Students and parents visit a visual arts creation table during Woodland Elementary School’s recent family arts integration night. The evening included other elements that could support the core curriculum, including music and laptop computer activities.
The success of using dance to teach science has Woodland Elementary School Principal Kim Johnson thinking of other ways to integrate the arts into curriculum instruction.
In addition to dance, the range of arts integration includes music, puppetry, storytelling and visual arts – all designed to supplement classroom learning.
“Dance to teach science was a good beginning, even a great start, but implementing arts integration is a gradual thing and we’re in it for the long haul,” Johnson said. “Arts integration helps kids learn in different ways. It isn’t everything, it’s an additional thing, part of our complete instruction.”
Professional dancer and choreographer Tom Evert of Cleveland worked with children in kindergarten through third grade in January. Students learned dances that demonstrated the planets’ rotation around the sun, water condensation and evaporation and other elements of science and weather.

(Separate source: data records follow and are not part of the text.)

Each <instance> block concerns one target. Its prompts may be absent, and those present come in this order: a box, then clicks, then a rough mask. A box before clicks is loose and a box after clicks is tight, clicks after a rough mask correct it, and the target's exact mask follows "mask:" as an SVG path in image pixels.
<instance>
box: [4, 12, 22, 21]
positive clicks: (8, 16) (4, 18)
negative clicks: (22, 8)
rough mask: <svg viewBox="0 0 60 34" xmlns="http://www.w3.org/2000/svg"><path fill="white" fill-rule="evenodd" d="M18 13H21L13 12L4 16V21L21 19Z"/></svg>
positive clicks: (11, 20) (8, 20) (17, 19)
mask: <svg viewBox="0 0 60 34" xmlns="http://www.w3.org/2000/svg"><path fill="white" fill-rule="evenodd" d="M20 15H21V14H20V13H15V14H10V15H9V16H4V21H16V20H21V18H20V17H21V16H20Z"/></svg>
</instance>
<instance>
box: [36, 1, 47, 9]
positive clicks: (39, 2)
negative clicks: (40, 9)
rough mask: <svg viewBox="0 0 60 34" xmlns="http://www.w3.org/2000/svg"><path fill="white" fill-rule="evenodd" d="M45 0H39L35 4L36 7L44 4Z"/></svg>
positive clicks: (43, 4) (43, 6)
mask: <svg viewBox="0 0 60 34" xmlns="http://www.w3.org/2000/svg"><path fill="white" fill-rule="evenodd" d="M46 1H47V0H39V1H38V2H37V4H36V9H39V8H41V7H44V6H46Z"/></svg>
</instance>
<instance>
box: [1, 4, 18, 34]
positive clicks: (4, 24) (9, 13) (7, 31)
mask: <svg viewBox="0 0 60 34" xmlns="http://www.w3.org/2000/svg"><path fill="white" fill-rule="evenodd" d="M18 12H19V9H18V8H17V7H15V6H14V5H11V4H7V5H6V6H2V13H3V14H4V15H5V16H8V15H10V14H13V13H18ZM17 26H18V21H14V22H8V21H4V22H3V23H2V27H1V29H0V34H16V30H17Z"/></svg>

The study concluded with a dance show that drew a standing-room-only crowd of parents and grandparents to the Woodland gym.
“Dancing helped the kids to express themselves. And our teachers worked with Mr. Evert so that his dance instruction could support their classroom work,” Johnson said.
“The dance show was more than just dancing. Children could tell their parents how they learned through dance. The children were excited and so were the parents.”
Mansfield City Schools is linked with Renaissance Performing Arts and the Mansfield Art Center as Kennedy Center Partners in Education. Evert, who has been involved in arts education programs in schools for 31 years, was sponsored through the Kennedy Center’s Ohio-based partnership.
Other national teaching artists have visited local schools and conducted teacher workshops at the Renaissance in recent years.
Chelsie Taylor Thompson, director of operations at the Renaissance Theatre, said Woodland’s introduction of arts integration “absolutely is what we have been working toward.”
She said local teachers who attended an arts integration workshop in Madison, Wisconsin, in June came back enthused about its potential.
“As more teachers see what arts integration is all about, it energizes them and demonstrates the different ways that kids really learn,” Thompson said. “It is gratifying to see arts integration coming to fruition. Seeing it in action is awesome.”
Johnson agreed that teachers are enthused, noting that they often text her even at night about something they saw or read, or had an idea, about arts in education.
Woodland hosted a recent family arts integration night to demonstrate how the arts enhance learning.
“There was a lot of interaction among teachers, parents and students. They enjoyed activities together. That’s what it’s all about – building partnerships,” Johnson said.
Thanks to a grant from the Martha Jennings Holden Foundation, Evert is back at Woodland two days a week through May, again connecting dance to their classroom instruction.
“You know the kids are connected when they are excited about Mr. Evert’s return and can’t wait to see him again,” Johnson said.
As Woodland explores the possible integration of music or visual arts in the learning process next year, Johnson said she and her staff hope to interact with local artists.
“I don’t know yet if we have anyone in the community who could provide the arts instruction, yet teach in a way that compliments core subjects,” she said.
Thompson at the Renaissance is ready to help.
“This is something we are working on,” she said. “Mansfield has so many talented artists. We are working on creating a teaching track so we can bring in local artists, help them develop lesson plans and train them to go into classrooms.
“We see lots of opportunities for local artists in classrooms.”